Rescuing Nepalese Victims Of Human Trafficking From Haiti
By KTM Metro Reporter
October 27, 2012: a spokesman for the International Organization for Migration (IOM) said that after 11 months, it has helped to rescue two Nepalese men from the prison-like conditions in Haiti staying at the mercy of human traffickers that had promised them jobs in the United States, and send them back to Nepal.
A human smuggling network had promised these two men in the 30s legal immigration and jobs in the US for a large sum of money, and brought them to Haiti. “They were kept as virtual prisoners with little food and dirty drinking water,” the spokesman said, they took away their passports, and demanded more money.
When the two victims called their families in Nepal and asked for more cash, describing their conditions in Haiti, their loved ones contacted Nepalese police that alerted the police units of the UN Nepalese peacekeeping mission in Haiti.
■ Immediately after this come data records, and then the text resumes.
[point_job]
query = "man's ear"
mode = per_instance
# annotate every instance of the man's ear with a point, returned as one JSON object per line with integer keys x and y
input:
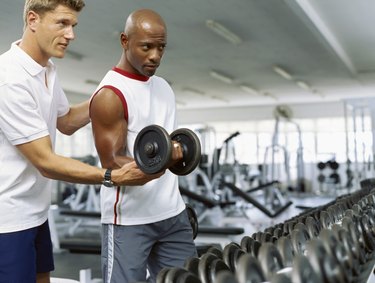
{"x": 32, "y": 20}
{"x": 124, "y": 40}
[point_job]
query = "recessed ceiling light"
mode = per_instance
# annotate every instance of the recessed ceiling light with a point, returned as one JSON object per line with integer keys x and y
{"x": 282, "y": 72}
{"x": 223, "y": 32}
{"x": 221, "y": 77}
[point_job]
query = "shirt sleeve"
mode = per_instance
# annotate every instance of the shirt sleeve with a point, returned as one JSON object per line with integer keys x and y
{"x": 20, "y": 117}
{"x": 63, "y": 105}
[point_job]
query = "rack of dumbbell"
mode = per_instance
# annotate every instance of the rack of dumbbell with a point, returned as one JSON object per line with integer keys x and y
{"x": 334, "y": 242}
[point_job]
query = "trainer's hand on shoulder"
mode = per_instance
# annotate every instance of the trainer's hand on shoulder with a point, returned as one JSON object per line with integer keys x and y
{"x": 130, "y": 175}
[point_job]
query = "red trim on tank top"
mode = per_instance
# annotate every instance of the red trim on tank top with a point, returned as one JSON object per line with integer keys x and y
{"x": 130, "y": 75}
{"x": 116, "y": 204}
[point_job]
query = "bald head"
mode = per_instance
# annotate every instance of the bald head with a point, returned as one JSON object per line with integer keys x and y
{"x": 144, "y": 19}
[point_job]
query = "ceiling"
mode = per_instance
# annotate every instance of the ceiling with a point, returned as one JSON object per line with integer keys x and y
{"x": 327, "y": 44}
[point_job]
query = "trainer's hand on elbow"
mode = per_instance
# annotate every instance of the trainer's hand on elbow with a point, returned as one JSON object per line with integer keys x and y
{"x": 130, "y": 175}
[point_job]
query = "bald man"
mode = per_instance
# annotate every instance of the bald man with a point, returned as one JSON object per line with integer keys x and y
{"x": 144, "y": 227}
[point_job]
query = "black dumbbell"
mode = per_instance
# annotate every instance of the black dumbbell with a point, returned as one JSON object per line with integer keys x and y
{"x": 153, "y": 150}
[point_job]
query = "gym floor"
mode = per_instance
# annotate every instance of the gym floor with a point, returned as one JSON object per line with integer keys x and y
{"x": 68, "y": 265}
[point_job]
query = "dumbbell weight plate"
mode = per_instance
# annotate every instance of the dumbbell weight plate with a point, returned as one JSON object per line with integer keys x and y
{"x": 249, "y": 269}
{"x": 285, "y": 247}
{"x": 191, "y": 264}
{"x": 302, "y": 271}
{"x": 323, "y": 263}
{"x": 270, "y": 259}
{"x": 152, "y": 149}
{"x": 231, "y": 254}
{"x": 191, "y": 148}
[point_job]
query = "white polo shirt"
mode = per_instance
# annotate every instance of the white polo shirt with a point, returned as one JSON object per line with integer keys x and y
{"x": 28, "y": 111}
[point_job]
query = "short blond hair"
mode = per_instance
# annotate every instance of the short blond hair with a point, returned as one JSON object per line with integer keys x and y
{"x": 43, "y": 6}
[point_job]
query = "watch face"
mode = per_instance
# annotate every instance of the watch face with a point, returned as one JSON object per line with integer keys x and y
{"x": 108, "y": 183}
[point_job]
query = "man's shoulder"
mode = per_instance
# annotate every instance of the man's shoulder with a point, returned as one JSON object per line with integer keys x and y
{"x": 7, "y": 67}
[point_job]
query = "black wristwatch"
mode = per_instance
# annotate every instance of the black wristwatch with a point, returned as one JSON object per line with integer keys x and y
{"x": 107, "y": 178}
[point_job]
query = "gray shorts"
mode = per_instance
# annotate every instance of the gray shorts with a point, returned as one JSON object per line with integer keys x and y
{"x": 129, "y": 251}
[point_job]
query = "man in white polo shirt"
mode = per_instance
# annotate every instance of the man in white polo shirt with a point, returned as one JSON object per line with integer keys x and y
{"x": 32, "y": 106}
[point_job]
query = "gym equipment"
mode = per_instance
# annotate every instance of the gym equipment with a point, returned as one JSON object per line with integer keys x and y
{"x": 249, "y": 270}
{"x": 209, "y": 266}
{"x": 153, "y": 150}
{"x": 193, "y": 219}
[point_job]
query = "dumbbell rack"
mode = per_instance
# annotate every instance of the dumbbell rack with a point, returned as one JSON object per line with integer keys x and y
{"x": 334, "y": 242}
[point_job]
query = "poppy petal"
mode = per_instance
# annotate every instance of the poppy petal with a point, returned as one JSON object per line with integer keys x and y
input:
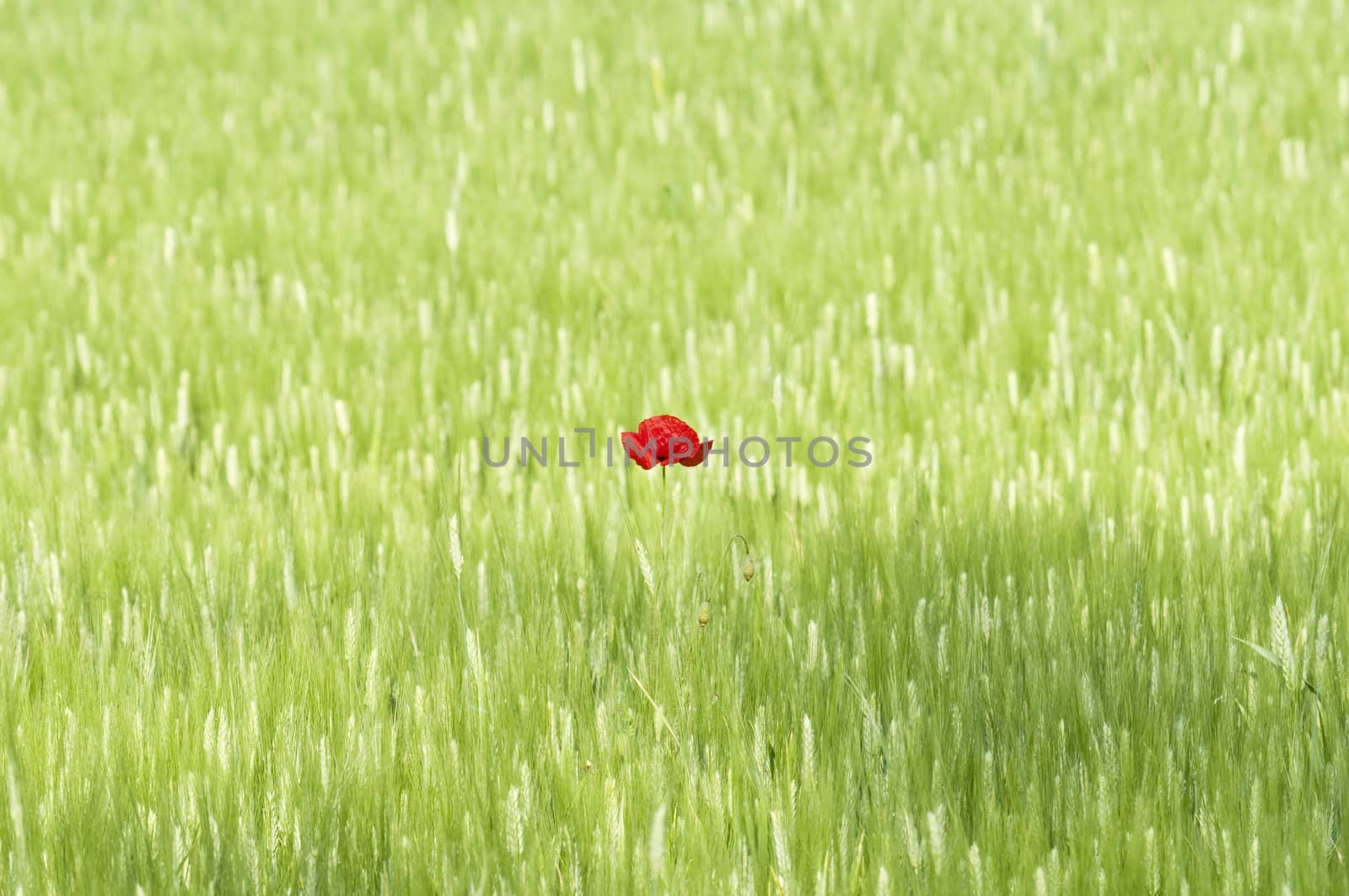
{"x": 640, "y": 449}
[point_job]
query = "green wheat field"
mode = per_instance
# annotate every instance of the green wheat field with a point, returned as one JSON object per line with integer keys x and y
{"x": 271, "y": 271}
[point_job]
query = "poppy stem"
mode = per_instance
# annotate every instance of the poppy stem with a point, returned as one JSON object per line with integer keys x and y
{"x": 664, "y": 509}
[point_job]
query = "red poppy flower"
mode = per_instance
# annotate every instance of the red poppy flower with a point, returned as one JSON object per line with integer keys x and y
{"x": 664, "y": 440}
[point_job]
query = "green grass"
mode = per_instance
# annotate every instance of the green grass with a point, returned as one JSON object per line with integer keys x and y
{"x": 246, "y": 370}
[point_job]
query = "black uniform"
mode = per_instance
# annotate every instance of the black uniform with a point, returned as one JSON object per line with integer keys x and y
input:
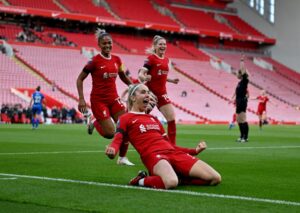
{"x": 241, "y": 94}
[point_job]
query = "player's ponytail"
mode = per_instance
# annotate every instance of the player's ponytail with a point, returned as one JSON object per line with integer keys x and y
{"x": 151, "y": 50}
{"x": 100, "y": 33}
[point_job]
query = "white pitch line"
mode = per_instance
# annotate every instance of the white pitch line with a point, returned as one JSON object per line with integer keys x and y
{"x": 12, "y": 178}
{"x": 130, "y": 150}
{"x": 192, "y": 193}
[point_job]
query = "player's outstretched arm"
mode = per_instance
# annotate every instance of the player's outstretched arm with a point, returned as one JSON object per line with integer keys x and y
{"x": 79, "y": 84}
{"x": 143, "y": 75}
{"x": 174, "y": 81}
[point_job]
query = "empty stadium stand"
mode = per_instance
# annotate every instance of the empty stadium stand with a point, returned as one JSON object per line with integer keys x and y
{"x": 45, "y": 4}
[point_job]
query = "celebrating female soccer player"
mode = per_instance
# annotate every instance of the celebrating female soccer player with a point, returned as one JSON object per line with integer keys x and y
{"x": 167, "y": 163}
{"x": 155, "y": 74}
{"x": 262, "y": 108}
{"x": 241, "y": 101}
{"x": 36, "y": 103}
{"x": 105, "y": 102}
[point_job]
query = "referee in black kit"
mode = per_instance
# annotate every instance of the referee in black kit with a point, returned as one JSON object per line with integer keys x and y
{"x": 241, "y": 100}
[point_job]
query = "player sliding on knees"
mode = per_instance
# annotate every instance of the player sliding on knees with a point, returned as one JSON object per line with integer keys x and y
{"x": 168, "y": 165}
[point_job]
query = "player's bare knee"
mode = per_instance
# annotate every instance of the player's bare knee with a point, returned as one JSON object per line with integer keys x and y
{"x": 171, "y": 182}
{"x": 109, "y": 133}
{"x": 108, "y": 136}
{"x": 216, "y": 180}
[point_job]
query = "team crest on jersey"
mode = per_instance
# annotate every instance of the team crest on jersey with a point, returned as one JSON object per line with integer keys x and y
{"x": 142, "y": 128}
{"x": 105, "y": 75}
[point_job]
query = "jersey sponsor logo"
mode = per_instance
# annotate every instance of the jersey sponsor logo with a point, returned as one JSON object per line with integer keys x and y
{"x": 162, "y": 72}
{"x": 105, "y": 75}
{"x": 109, "y": 75}
{"x": 152, "y": 126}
{"x": 165, "y": 96}
{"x": 142, "y": 128}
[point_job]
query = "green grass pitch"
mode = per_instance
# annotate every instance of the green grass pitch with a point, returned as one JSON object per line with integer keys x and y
{"x": 60, "y": 168}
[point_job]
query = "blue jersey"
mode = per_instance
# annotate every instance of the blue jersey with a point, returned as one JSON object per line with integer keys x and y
{"x": 37, "y": 98}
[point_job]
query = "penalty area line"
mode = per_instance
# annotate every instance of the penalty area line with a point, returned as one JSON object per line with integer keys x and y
{"x": 182, "y": 192}
{"x": 131, "y": 150}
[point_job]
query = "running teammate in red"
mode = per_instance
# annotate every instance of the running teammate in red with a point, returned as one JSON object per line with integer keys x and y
{"x": 262, "y": 108}
{"x": 105, "y": 102}
{"x": 155, "y": 74}
{"x": 168, "y": 164}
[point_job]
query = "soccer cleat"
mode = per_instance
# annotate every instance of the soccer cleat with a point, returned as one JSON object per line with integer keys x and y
{"x": 135, "y": 181}
{"x": 124, "y": 161}
{"x": 244, "y": 140}
{"x": 239, "y": 140}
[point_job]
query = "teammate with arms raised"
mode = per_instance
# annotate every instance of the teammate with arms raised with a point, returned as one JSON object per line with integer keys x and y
{"x": 105, "y": 102}
{"x": 168, "y": 164}
{"x": 155, "y": 74}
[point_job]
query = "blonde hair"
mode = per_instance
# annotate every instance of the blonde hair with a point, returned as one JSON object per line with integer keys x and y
{"x": 156, "y": 39}
{"x": 100, "y": 33}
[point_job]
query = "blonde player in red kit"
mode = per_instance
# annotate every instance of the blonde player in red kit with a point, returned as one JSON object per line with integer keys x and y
{"x": 105, "y": 102}
{"x": 262, "y": 108}
{"x": 168, "y": 164}
{"x": 155, "y": 74}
“It was very hard finding the area, because these men were in prison. They didn’t see where they were. But finally through hard work they found them and they were rescued,” the spokesman said. IOM helped the two men return back to Nepal.
“This case confirms that Haiti is a country of origin, transit and destination for human trafficking and migrant smuggling,” IOM’s mission chief in Haiti, Gregoire Goodstein, said in a statement.